Her nearly frozen muscles protested as Michelle gasped, stood, and turned, meeting the dark stare of a stranger. Even with her height of five feet, seven inches, this man towered over her. His intense gaze brought back the surging circulation the cold had waned. She wanted to protest his breach of her personal space. However, as she took him in, from his hair covered by a stocking cap to the heavy coat over his massive body, any words she could think to form were muted.
“You’re coming with me.” His harsh baritone command came in vaper-filled clouds and echoed through her consciousness.
Michelle tried to wrench her arm loose as her words returned. “No. Let go of me. I don’t know you. I’ll scream for help.” As soon as the last sentence left her lips, she knew it was an empty threat. Assuming the sheriff and other man were gone, there was no one who would hear.
The man lowered his mouth to her ear. “You have about twenty minutes before Sheriff Perkins and Deputy Skiles return with the firefighters and more deputies. It won’t take him long to determine you’re the one who set Denny’s house on fire.”
Michelle shook her head. That’s impossible.

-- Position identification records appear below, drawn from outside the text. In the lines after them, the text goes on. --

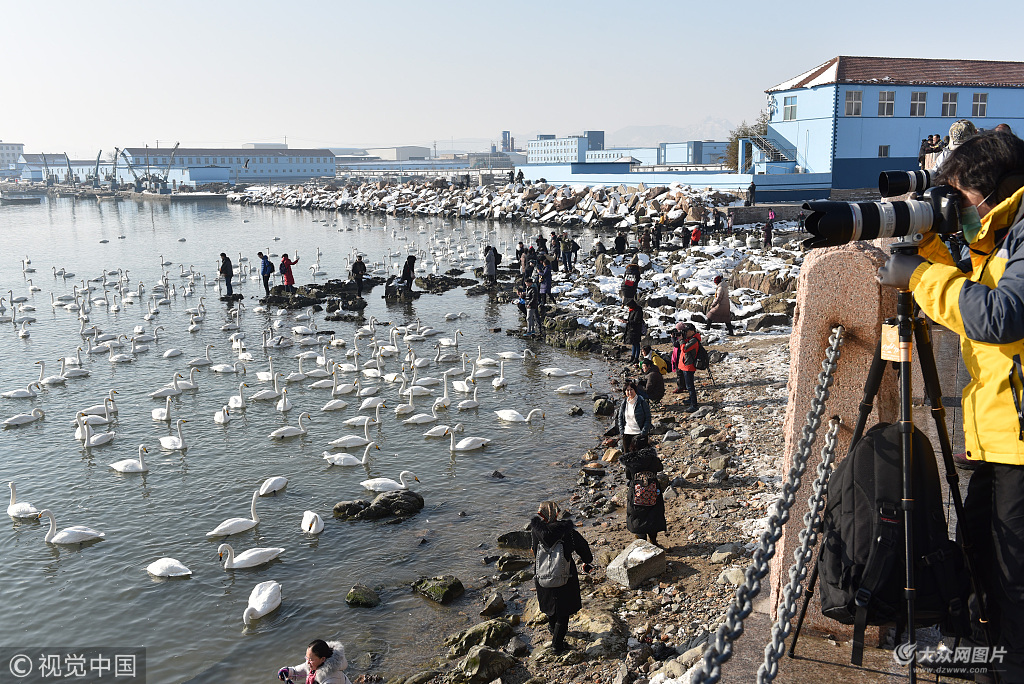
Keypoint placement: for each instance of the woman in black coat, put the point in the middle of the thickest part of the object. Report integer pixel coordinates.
(559, 603)
(644, 521)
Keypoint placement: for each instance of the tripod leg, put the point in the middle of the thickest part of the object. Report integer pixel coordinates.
(811, 583)
(926, 357)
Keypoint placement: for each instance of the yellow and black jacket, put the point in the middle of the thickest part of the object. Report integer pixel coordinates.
(986, 308)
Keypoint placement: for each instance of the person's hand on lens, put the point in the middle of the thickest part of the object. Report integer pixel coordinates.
(898, 269)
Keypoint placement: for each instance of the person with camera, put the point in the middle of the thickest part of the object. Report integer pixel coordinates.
(633, 418)
(325, 664)
(985, 306)
(562, 601)
(685, 343)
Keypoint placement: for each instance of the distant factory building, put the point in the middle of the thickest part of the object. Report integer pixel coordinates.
(855, 117)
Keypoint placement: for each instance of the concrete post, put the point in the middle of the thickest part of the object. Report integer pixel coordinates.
(837, 287)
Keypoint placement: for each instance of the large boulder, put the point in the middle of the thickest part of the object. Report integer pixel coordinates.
(639, 561)
(494, 633)
(442, 589)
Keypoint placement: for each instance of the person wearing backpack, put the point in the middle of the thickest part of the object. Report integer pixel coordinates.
(684, 358)
(556, 580)
(721, 308)
(265, 270)
(644, 500)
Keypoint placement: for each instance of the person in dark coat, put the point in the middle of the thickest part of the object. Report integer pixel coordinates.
(644, 521)
(634, 329)
(559, 603)
(358, 270)
(633, 418)
(651, 383)
(227, 270)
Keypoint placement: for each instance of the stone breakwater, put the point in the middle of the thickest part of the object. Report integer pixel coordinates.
(620, 207)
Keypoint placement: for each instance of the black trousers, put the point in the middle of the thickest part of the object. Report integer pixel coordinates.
(993, 515)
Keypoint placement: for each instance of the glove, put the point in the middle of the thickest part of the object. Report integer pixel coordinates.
(897, 271)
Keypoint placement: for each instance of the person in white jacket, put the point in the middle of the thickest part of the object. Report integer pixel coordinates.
(325, 664)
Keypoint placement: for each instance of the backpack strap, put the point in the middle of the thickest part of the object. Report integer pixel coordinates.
(879, 564)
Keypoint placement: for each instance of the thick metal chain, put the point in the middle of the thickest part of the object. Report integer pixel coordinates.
(798, 571)
(720, 649)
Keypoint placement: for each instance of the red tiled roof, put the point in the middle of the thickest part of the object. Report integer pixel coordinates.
(906, 71)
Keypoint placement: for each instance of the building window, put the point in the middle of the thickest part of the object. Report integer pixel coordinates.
(980, 107)
(919, 101)
(853, 100)
(948, 104)
(887, 103)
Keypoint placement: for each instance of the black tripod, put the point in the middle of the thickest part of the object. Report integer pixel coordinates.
(908, 328)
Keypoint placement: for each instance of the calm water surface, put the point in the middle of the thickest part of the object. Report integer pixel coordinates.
(101, 594)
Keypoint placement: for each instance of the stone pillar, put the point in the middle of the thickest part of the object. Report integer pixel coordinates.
(837, 287)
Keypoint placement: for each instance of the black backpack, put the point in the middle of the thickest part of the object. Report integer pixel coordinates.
(861, 562)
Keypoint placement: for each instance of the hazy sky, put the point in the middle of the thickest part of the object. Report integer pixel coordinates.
(83, 76)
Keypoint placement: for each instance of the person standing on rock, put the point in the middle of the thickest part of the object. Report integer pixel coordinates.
(633, 418)
(634, 329)
(557, 586)
(228, 272)
(644, 500)
(325, 664)
(409, 272)
(684, 357)
(358, 270)
(286, 271)
(491, 265)
(721, 308)
(265, 270)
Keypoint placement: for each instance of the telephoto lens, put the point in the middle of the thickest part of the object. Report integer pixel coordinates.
(893, 183)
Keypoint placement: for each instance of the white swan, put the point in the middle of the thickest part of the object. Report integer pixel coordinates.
(73, 535)
(19, 510)
(465, 404)
(420, 419)
(264, 599)
(510, 416)
(174, 443)
(267, 394)
(272, 485)
(291, 430)
(168, 567)
(203, 360)
(236, 525)
(162, 415)
(173, 390)
(249, 557)
(190, 383)
(350, 440)
(24, 419)
(311, 523)
(238, 400)
(468, 443)
(91, 439)
(284, 405)
(385, 484)
(27, 393)
(132, 465)
(573, 389)
(348, 459)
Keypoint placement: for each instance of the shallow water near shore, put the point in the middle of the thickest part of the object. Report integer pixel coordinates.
(100, 594)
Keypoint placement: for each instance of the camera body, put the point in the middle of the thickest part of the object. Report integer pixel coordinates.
(934, 209)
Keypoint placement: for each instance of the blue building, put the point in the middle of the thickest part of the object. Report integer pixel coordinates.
(855, 117)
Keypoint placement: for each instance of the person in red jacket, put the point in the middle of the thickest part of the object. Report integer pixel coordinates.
(286, 271)
(684, 355)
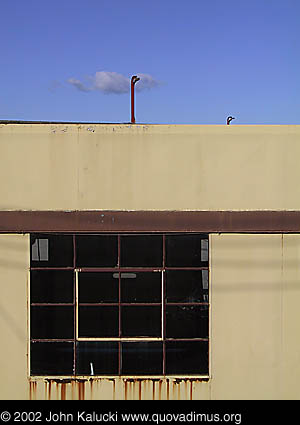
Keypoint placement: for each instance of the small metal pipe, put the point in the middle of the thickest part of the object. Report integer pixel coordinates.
(134, 80)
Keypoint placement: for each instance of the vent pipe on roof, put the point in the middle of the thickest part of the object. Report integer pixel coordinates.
(134, 80)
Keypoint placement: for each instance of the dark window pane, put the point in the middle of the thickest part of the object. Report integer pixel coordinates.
(98, 287)
(141, 287)
(187, 358)
(186, 286)
(187, 321)
(51, 250)
(96, 251)
(97, 358)
(142, 358)
(51, 286)
(138, 321)
(98, 322)
(51, 358)
(141, 251)
(186, 251)
(55, 322)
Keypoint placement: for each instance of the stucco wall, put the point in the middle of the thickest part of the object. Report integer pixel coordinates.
(149, 167)
(254, 326)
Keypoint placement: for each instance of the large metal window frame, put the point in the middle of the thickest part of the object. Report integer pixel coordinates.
(121, 339)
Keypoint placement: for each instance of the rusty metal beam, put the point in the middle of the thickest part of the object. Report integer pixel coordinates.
(150, 221)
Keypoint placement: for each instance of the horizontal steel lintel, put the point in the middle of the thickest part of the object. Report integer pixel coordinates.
(150, 221)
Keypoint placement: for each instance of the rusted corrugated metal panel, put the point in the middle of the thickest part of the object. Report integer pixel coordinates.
(150, 221)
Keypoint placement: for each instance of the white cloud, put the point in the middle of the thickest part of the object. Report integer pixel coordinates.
(113, 83)
(78, 84)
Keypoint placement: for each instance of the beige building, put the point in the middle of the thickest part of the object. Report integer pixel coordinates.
(149, 261)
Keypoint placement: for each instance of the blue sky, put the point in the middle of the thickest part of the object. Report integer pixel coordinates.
(202, 60)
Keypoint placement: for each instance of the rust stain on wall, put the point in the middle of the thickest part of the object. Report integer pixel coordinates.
(32, 390)
(133, 388)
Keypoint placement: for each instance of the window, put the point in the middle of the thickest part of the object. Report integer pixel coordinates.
(119, 304)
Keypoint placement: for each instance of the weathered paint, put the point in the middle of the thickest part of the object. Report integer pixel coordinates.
(150, 221)
(118, 388)
(183, 167)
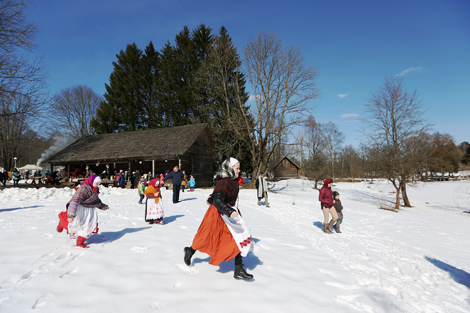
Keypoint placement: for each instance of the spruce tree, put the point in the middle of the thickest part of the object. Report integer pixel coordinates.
(222, 98)
(122, 108)
(150, 65)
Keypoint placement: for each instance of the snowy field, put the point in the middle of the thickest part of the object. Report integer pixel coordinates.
(417, 260)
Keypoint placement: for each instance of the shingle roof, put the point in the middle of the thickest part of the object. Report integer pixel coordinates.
(159, 143)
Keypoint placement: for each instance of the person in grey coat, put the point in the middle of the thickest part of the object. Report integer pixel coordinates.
(262, 189)
(176, 179)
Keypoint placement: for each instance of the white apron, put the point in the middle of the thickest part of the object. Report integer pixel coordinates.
(153, 211)
(241, 233)
(84, 223)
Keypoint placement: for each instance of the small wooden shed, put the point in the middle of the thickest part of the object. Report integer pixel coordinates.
(154, 150)
(286, 169)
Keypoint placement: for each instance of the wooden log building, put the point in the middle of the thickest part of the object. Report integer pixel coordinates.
(154, 150)
(286, 169)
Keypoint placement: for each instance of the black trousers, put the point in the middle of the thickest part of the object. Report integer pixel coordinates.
(176, 193)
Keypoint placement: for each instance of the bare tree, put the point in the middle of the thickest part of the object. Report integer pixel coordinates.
(14, 128)
(395, 120)
(74, 108)
(18, 74)
(282, 86)
(333, 141)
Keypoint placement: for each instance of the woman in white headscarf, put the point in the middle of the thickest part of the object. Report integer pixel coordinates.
(222, 233)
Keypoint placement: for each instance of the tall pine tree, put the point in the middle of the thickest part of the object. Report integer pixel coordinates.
(122, 108)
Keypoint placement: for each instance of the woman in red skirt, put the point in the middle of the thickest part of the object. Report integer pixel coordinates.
(214, 236)
(80, 219)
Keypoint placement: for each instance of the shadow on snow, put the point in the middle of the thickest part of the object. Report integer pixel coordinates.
(112, 236)
(21, 208)
(460, 276)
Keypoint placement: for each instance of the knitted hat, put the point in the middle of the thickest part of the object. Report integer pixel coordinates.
(233, 161)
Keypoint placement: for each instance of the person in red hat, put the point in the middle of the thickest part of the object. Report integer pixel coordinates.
(327, 205)
(153, 205)
(80, 219)
(223, 233)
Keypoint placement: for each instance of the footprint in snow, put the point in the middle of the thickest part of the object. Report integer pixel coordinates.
(71, 272)
(188, 269)
(41, 302)
(140, 249)
(294, 246)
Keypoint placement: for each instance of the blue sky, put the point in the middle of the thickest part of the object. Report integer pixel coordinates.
(355, 45)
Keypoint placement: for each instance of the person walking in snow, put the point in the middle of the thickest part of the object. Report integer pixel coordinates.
(192, 183)
(120, 179)
(339, 210)
(80, 218)
(176, 178)
(327, 205)
(262, 189)
(184, 182)
(141, 188)
(16, 177)
(217, 235)
(153, 205)
(4, 177)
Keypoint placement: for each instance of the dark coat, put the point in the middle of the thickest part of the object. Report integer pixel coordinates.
(121, 179)
(176, 177)
(326, 197)
(338, 206)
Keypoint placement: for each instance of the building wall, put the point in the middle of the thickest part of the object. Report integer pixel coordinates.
(286, 169)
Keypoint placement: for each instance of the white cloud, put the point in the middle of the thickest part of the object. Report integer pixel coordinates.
(409, 70)
(348, 115)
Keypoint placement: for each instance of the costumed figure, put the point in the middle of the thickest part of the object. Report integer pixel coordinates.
(153, 205)
(327, 205)
(141, 189)
(192, 183)
(223, 234)
(262, 190)
(80, 219)
(339, 210)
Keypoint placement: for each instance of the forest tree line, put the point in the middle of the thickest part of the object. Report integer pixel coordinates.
(203, 78)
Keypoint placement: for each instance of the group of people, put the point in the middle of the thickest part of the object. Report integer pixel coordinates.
(223, 234)
(4, 177)
(330, 204)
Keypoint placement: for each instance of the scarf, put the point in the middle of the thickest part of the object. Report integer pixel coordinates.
(89, 181)
(225, 171)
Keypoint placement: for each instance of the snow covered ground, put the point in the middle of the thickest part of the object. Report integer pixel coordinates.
(416, 260)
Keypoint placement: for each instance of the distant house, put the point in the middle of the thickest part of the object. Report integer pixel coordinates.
(286, 169)
(154, 150)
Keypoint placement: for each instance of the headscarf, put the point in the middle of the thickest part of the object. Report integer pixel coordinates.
(226, 169)
(155, 183)
(90, 180)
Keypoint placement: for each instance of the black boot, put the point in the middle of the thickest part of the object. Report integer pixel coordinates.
(241, 273)
(336, 227)
(188, 254)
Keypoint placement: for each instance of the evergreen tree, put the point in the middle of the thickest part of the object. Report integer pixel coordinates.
(168, 81)
(122, 108)
(222, 99)
(151, 72)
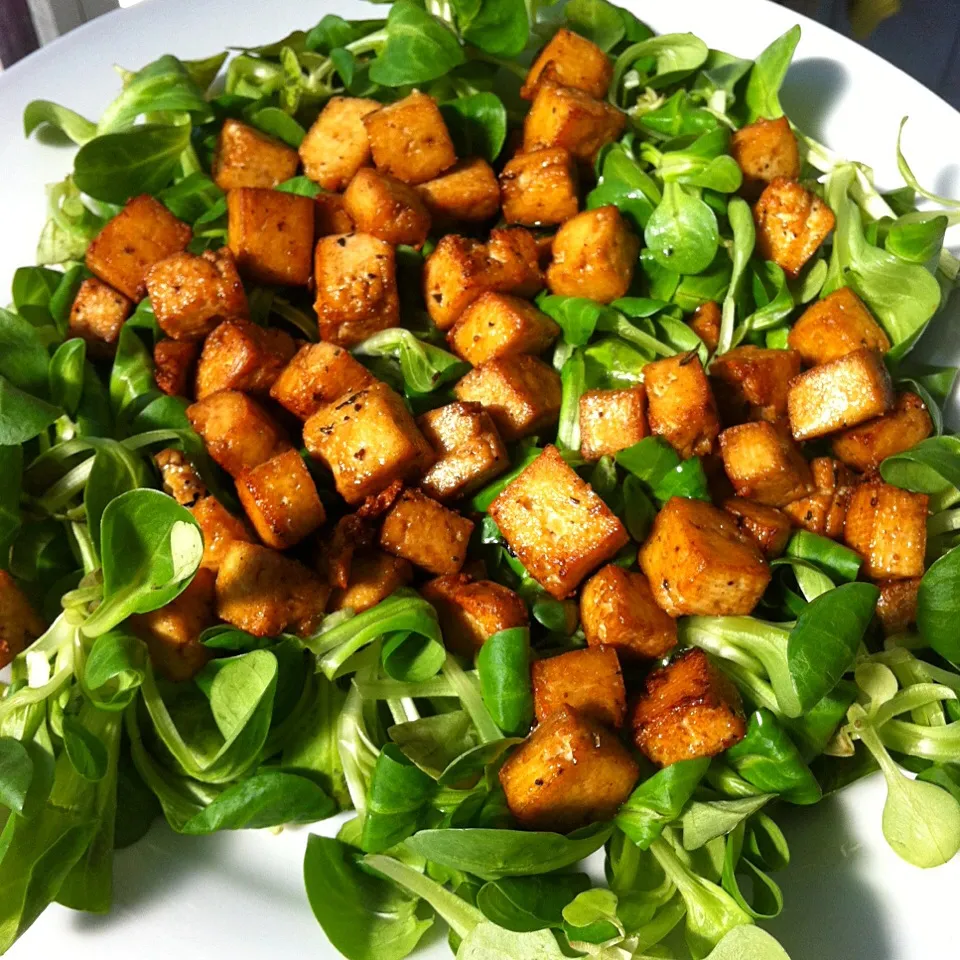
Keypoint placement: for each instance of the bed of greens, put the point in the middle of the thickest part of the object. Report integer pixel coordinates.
(372, 713)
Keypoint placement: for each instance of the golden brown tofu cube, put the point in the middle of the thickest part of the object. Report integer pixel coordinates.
(387, 208)
(612, 420)
(570, 772)
(594, 256)
(367, 439)
(556, 525)
(271, 235)
(316, 376)
(521, 393)
(281, 500)
(588, 680)
(143, 233)
(571, 61)
(539, 188)
(426, 533)
(410, 140)
(865, 447)
(700, 564)
(569, 118)
(265, 593)
(337, 145)
(246, 157)
(97, 314)
(468, 447)
(471, 611)
(237, 431)
(680, 404)
(467, 193)
(690, 709)
(191, 295)
(791, 223)
(843, 393)
(618, 612)
(768, 527)
(887, 526)
(172, 633)
(356, 288)
(498, 324)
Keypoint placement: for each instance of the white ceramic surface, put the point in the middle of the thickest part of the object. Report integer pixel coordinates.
(241, 896)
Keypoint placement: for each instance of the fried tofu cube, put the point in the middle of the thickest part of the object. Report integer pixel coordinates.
(281, 500)
(840, 394)
(887, 526)
(143, 233)
(680, 404)
(265, 593)
(521, 393)
(97, 314)
(468, 448)
(466, 193)
(270, 233)
(700, 564)
(588, 680)
(172, 633)
(556, 524)
(570, 772)
(367, 439)
(410, 140)
(791, 223)
(612, 420)
(539, 188)
(471, 611)
(618, 612)
(571, 61)
(245, 157)
(690, 709)
(426, 533)
(318, 375)
(386, 208)
(237, 431)
(357, 295)
(569, 118)
(594, 256)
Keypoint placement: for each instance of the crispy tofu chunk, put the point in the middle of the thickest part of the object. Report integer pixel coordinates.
(356, 288)
(568, 773)
(271, 235)
(471, 611)
(618, 612)
(680, 404)
(426, 533)
(612, 420)
(556, 525)
(571, 61)
(594, 255)
(791, 223)
(367, 439)
(843, 393)
(690, 709)
(699, 563)
(521, 394)
(468, 448)
(143, 233)
(172, 633)
(386, 208)
(237, 431)
(265, 593)
(539, 188)
(887, 526)
(410, 140)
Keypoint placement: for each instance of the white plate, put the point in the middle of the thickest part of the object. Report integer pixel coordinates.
(848, 897)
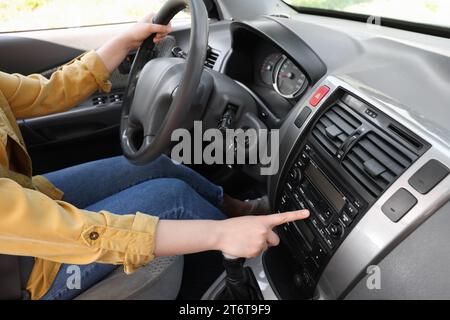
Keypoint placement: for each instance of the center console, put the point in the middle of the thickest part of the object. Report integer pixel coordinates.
(369, 176)
(350, 154)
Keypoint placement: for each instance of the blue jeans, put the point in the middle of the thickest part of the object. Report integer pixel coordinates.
(162, 188)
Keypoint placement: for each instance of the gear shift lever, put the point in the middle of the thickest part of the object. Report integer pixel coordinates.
(238, 285)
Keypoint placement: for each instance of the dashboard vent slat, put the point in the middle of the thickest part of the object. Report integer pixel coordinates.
(334, 128)
(375, 163)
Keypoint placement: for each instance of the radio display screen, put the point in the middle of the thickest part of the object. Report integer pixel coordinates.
(334, 197)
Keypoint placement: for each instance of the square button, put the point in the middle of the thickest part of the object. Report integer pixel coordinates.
(429, 176)
(399, 205)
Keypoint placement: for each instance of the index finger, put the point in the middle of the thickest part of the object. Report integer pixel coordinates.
(282, 218)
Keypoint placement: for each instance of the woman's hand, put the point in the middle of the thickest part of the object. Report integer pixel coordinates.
(248, 237)
(116, 50)
(136, 35)
(245, 237)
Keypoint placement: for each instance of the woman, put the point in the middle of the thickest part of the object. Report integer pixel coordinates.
(81, 230)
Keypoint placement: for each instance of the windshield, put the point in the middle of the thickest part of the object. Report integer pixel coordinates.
(432, 12)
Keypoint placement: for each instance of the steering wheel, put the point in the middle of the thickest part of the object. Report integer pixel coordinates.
(161, 91)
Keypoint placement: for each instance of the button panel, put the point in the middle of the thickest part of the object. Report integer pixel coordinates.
(429, 176)
(399, 205)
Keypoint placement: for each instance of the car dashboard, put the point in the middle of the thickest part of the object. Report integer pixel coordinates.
(364, 133)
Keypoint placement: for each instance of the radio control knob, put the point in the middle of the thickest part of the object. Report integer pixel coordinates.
(336, 231)
(299, 175)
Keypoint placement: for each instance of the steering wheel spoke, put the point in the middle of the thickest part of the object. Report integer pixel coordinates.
(151, 110)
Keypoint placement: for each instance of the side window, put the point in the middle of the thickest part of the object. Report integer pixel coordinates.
(30, 15)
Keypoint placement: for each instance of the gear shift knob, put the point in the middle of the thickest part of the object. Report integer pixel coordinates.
(236, 281)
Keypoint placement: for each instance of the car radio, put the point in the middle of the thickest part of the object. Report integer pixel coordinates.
(334, 211)
(348, 158)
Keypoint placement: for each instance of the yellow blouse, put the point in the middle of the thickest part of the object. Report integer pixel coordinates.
(34, 220)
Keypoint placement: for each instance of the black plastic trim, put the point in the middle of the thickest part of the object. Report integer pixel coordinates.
(433, 30)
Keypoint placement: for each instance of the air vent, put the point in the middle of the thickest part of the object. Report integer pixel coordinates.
(334, 128)
(376, 163)
(211, 58)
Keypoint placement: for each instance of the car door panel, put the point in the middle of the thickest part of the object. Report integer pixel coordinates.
(86, 133)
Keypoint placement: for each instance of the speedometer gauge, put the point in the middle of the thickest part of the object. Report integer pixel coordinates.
(289, 80)
(268, 68)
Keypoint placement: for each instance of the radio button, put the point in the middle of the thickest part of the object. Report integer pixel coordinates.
(323, 219)
(336, 231)
(290, 188)
(351, 210)
(328, 214)
(329, 243)
(346, 220)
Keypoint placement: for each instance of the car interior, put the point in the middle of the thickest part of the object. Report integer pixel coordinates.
(363, 117)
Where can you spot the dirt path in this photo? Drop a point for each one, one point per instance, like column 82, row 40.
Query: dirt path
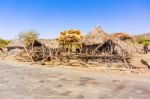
column 19, row 81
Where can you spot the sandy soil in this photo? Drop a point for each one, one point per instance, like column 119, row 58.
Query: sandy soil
column 23, row 81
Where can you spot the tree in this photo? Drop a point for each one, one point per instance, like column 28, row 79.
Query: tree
column 28, row 37
column 3, row 43
column 69, row 39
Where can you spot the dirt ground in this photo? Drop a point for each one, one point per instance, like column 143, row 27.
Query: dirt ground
column 23, row 81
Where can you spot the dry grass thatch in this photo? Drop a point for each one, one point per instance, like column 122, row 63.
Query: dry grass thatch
column 96, row 36
column 15, row 43
column 52, row 44
column 122, row 36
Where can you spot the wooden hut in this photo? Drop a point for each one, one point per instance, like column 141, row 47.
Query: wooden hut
column 43, row 49
column 15, row 46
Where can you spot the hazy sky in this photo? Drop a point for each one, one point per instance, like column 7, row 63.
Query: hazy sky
column 50, row 17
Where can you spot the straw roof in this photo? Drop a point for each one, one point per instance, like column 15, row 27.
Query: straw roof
column 122, row 36
column 15, row 43
column 96, row 36
column 53, row 44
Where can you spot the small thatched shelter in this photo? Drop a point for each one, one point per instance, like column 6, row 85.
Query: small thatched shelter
column 15, row 46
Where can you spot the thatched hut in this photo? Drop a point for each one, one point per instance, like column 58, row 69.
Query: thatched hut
column 122, row 36
column 42, row 49
column 15, row 46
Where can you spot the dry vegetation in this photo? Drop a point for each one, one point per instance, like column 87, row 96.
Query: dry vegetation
column 71, row 48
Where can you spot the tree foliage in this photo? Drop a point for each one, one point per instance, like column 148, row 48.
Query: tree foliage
column 142, row 40
column 3, row 42
column 69, row 39
column 28, row 37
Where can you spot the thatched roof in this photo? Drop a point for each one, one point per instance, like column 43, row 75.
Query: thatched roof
column 96, row 36
column 122, row 36
column 15, row 43
column 53, row 44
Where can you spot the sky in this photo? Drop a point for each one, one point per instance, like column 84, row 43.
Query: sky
column 50, row 17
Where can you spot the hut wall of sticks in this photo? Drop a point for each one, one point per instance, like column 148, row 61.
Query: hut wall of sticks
column 97, row 46
column 43, row 50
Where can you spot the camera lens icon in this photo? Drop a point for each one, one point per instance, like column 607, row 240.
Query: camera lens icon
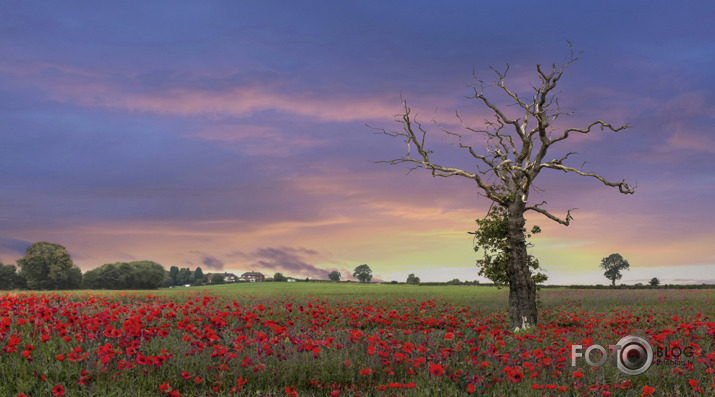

She’d never do such a thing. “I didn’t.” Emotion and memories bubbled in her throat as she gave up the fight to retrieve her arm from this giant of a man. Instead, she went slack, confessing what she’d seen. “He’s dead. Dad. I saw him. Someone shot him.”
The man leaned even closer, his warm breath scurrying over her exposed flesh. “And you’re next if you don’t come with me.”
Michelle lifted her face, studying the unfamiliar man before her. “Who are you?”
“Right now, I’m your only hope. You’re on your own now, and Daddy’s not around to make these charges go away.”
Michelle’s lips opened in a gasp. How could this man know her history? “He never made?—”
The grip of her arm grew tighter and his words more forceful. “Save your story. The priority right now is to get out of here.”
Michelle looked down at her nightgown—actually, one of her father’s old shirts and significantly insufficient for covering her body. “I can’t leave like this.”
Letting go of her arm, the man tugged on the front of his coat, unsnapping button after button and revealing a dark hoodie beneath. In a fluid motion, he pulled the coat from his arms and shoulders and wrapped it around Michelle’s body. The sudden burst of warmth and masculine scent was a heavenly escape until her blood’s circulation sped faster, bringing life and pain to temporarily frozen nerve endings.
Pulling her long copper-colored braid out from beneath the coat, she asked again, “Who are you?”
Chapter
Two
Wordlessly, the man led Michelle away from the fire. In what direction she didn’t know. Everything was mixed up in her mind. Iron Falls was the nearby town, small and seemingly friendly. Her father’s property was on the outskirts, still considered Iron Falls yet miles from human neighbors. Elk, bears, wolves, and foxes roamed these wooded acres and open fields.
As her circulation hastened, the pain in her feet intensified to the point that each step was agony. “Please, my feet.”
The man looked down, seeing her bare feet in the snow. With a shake of his head, he scooped Michelle from the ground, cradling her against his chest as if she weighed nothing when she knew that wasn’t the case.
Those childish thoughts she’d entertained back at the site of the blaze returned. No longer a woman in her late twenties, Michelle was a child, cradled by her dad. Trauma seized her thoughts. She rested her face against the stranger’s soft hoodie as heat radiated from his chest, and the scent of burning wood filled her senses.
There was no reason to trust this man.
Were there reasons not to trust him?
In his embrace, as if in the eye of a storm, a sense of security soothed the recent trauma.
In his arms, she was carried.
How far did they travel?
How long had they been trekking through the snow?